I realize being able to live rent free and mortgage free is a privilege that others don’t have, but it really shouldn’t be so difficult and expensive to add-on or expand.
I think we might also be forgetting one other part – houses are twice as nice as most of us actually want or need.
Between 2016 and 2019 , the little city that I live in, I went to go see five cute little houses that were under $100,000.
four of them got bulldozed and only one of them survived and unfortunately, I wasn’t the winning bidder.
I would even be open to a row house as long as I got to have a tiny little backyard. But out here, even the condos they are building are McMansions.

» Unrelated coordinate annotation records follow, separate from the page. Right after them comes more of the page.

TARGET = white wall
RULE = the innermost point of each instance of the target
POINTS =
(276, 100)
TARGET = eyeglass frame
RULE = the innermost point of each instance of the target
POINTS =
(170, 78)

We have the opposite problem that Toronto has where it has too many 300 square-foot condos and we have none.
Housing prices will remain high so long as the cost to build new housing is as expensive as it is. Assuming our population continues to grow (the current situation notwithstanding), prices overall can’t fall when you can’t produce a new unit of housing unless its priced at bascially the highest price level for that market.
i’d be happy to let all the single-family house people keep their houses as luxuries, and just built a HUGE amount of rental housing that is affordable.
There are some quick fixes like getting rid of rent control and taxable assessment caps, and making evictions easier and quicker. But other things we need to do will take longer.